Il solo sistema valido perché io ottenga da voi quello che voglio è che anche voi lo vogliate.
Ma di solito la gente che cosa vuole?
Sigmund Freud sostiene che alla base di ogni azione umana stanno due motivazioni: l'impulso sessuale e il desiderio di grandezza.
John Dewey, uno dei più profondi filosofi degli Stati Uniti, esprimeva lo stesso concetto in maniera lievemente diversa. Sosteneva cioè che il bisogno più sentito della natura umana è "il desiderio di essere importanti". Ricordatevi questo concettino: "il desiderio di essere importanti".
Non c’è un desiderio più grande per dei bambini o degli adolescenti che essere importanti per qualcuno. E l’obiettivo più ambito dei docenti non può che essere quello di veder diventar grandi i propri alunni.

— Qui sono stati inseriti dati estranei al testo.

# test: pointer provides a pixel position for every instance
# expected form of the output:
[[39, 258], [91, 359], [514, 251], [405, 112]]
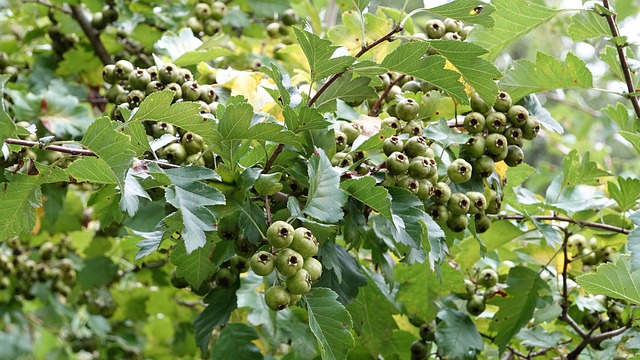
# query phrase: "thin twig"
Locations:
[[93, 35], [581, 223], [613, 26]]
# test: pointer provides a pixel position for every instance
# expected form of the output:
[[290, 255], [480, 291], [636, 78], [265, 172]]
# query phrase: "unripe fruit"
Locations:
[[280, 234], [478, 105], [304, 242], [277, 298], [397, 163], [453, 25], [299, 283], [496, 144], [488, 278], [474, 122], [288, 262], [476, 305], [441, 193], [407, 109], [168, 73], [478, 202], [515, 156], [483, 222], [459, 204], [409, 183], [313, 267], [457, 223], [518, 115], [435, 29], [530, 128], [475, 146], [496, 122], [503, 102], [459, 171], [262, 263], [438, 213]]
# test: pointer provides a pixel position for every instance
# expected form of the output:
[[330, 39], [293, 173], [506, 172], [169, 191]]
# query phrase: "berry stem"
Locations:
[[613, 26]]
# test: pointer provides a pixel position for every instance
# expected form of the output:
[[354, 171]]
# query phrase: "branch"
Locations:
[[581, 223], [73, 151], [92, 34], [613, 26]]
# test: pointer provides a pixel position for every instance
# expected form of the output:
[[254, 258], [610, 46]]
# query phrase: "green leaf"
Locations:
[[372, 317], [617, 281], [365, 190], [457, 335], [221, 302], [235, 123], [581, 172], [539, 337], [185, 115], [20, 197], [93, 170], [524, 291], [319, 54], [513, 20], [444, 135], [325, 199], [476, 71], [588, 25], [236, 339], [96, 272], [547, 73], [633, 138], [7, 127], [191, 197], [467, 11], [330, 322], [409, 59], [345, 89], [626, 193], [420, 288], [194, 267]]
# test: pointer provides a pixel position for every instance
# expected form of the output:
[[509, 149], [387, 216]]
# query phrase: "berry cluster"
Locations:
[[27, 266], [292, 260], [476, 297], [206, 17], [130, 86]]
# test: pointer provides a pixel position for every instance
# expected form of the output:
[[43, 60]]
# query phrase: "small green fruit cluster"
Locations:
[[26, 266], [589, 251], [292, 260], [206, 17], [447, 29], [498, 133], [474, 293]]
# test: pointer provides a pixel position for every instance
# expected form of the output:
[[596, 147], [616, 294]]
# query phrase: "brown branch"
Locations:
[[73, 151], [385, 93], [580, 223], [49, 5], [613, 26], [93, 35]]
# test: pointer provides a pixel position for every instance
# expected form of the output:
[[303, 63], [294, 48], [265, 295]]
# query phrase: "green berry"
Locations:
[[277, 298], [304, 242], [262, 263], [288, 262], [474, 122], [280, 234], [397, 163], [299, 283], [459, 171], [503, 102]]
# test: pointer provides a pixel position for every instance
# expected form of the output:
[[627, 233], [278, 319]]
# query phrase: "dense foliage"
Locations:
[[335, 179]]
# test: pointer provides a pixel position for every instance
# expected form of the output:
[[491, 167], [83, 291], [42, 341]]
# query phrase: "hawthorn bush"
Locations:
[[319, 179]]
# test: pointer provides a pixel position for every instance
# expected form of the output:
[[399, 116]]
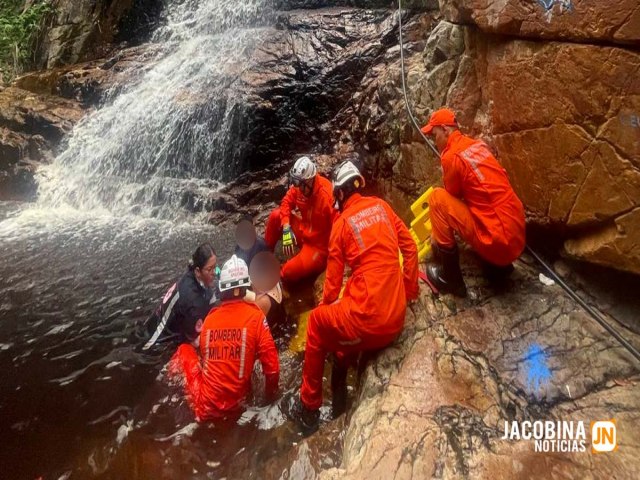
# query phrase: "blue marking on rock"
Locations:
[[536, 368]]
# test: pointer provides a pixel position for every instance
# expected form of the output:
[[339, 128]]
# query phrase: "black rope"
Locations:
[[594, 314]]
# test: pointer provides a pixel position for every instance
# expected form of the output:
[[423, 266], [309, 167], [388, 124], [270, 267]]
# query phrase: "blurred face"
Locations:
[[440, 135], [245, 235], [207, 273], [305, 186], [264, 271]]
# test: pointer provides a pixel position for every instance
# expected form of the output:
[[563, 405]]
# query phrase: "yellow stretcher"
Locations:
[[421, 225], [420, 231]]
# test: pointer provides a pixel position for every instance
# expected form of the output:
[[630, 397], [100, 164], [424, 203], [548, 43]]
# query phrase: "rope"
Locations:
[[594, 314]]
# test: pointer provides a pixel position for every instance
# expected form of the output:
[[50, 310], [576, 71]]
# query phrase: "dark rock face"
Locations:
[[30, 127], [577, 20], [434, 404], [305, 72], [83, 30], [90, 82]]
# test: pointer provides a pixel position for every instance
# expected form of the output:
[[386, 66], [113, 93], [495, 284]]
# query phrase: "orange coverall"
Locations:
[[370, 314], [478, 202], [232, 336], [312, 230]]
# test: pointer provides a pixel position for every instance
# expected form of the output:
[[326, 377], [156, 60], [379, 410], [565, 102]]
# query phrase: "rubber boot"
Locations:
[[308, 420], [444, 271], [339, 372], [496, 273]]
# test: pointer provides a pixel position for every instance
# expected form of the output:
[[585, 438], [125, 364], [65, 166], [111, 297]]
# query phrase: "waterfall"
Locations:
[[173, 134]]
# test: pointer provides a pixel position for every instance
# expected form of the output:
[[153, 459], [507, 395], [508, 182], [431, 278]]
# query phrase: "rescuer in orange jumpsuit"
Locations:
[[477, 202], [304, 217], [367, 236], [233, 335]]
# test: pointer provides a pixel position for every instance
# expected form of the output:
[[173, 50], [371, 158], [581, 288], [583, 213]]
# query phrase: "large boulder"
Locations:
[[577, 20], [562, 117], [31, 125], [434, 404]]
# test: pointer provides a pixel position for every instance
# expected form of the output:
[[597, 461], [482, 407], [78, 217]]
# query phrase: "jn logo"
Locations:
[[604, 436]]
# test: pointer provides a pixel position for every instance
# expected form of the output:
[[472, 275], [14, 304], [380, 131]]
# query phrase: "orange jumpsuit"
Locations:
[[478, 202], [311, 231], [233, 335], [370, 314]]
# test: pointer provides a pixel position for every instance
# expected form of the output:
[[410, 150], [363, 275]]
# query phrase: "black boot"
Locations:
[[338, 388], [308, 420], [496, 273], [444, 271]]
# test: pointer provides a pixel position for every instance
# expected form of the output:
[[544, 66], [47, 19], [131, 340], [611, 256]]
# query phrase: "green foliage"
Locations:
[[18, 30]]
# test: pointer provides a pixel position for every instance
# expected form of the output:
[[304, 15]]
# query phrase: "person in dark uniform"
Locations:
[[184, 307], [248, 242]]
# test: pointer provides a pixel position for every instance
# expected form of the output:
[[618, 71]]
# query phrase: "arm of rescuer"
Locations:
[[335, 264], [287, 204], [453, 174], [409, 251], [268, 356]]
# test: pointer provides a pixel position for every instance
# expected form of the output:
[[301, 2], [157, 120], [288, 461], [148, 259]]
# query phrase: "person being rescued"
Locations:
[[264, 272], [367, 236], [304, 218], [477, 202], [180, 315], [233, 336]]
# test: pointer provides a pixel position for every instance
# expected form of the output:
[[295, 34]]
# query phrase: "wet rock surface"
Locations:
[[92, 82], [434, 404], [568, 136], [577, 20], [83, 30], [31, 125]]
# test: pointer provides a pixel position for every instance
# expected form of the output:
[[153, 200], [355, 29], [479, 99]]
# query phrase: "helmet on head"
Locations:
[[346, 176], [234, 274], [303, 169]]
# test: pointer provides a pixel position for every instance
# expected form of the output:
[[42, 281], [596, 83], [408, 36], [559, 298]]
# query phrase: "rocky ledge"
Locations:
[[434, 404]]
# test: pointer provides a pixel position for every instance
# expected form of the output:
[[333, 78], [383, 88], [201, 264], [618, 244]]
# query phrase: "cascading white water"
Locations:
[[171, 131]]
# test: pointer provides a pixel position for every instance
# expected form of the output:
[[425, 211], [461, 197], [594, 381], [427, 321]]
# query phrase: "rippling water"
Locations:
[[76, 400]]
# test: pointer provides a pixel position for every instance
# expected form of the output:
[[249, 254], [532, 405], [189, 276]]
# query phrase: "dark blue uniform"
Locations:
[[180, 315], [247, 255]]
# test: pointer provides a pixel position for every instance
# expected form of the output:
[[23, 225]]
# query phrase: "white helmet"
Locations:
[[234, 274], [303, 169], [346, 174]]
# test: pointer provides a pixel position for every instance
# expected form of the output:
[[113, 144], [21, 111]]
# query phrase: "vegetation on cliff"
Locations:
[[19, 26]]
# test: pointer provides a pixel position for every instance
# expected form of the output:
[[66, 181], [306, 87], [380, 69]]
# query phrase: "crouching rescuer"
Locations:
[[477, 202], [370, 315], [234, 334], [303, 219]]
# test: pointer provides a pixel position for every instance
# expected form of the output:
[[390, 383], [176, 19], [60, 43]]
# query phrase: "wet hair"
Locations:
[[201, 256], [228, 294]]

Come mai allora la relazione è così complicata se noi vogliamo quello che vogliono loro?
Quando comunichiamo potremmo interrogarci se lo scopo della nostra comunicazione allo studente o alla classe sia di innalzare o affossare.
Se nel mio dialogo con i miei alunni, emerge un obiettivo finale, esplicitato e realizzato, di attribuire loro importanza, di fornire strumenti utili, di renderli forti per crescere, vivere e fiorire, credo che, pur con tutti i limiti e gli intoppi inevitabili, la base della relazione sia presente. E sarà quella il punto da cui partire ogni volta che la relazione stessa si incrina.
Che ne pensi?
Qual è la tua esperienza?
Ti andrebbe di raccontarmi qualcosa?
Buon caffè, alla prossima.
Simona
Puoi trovare questa lettera sul sito dell’Archivio del Congresso degli Stati Uniti, a questo link: https://www.loc.gov/resource/mal.2480600/?st=text
Stupendo, Simo, quello che scrivi. A parte l'aneddoto che utilizzi, mi sembra proprio indispensabile che ognuno di noi - come persona, mi verrebbe da dire, innanzitutto - si ponga nella prospettiva di Lincoln. Riguardo al fatto di che cosa comunichiamo quando siamo in classe, penso che si debba rifletterne molto a lungo. Perché ci sarà una ragione per la quale gli studenti pensano che 'noi' abbiamo altro scopo rispetto a loro...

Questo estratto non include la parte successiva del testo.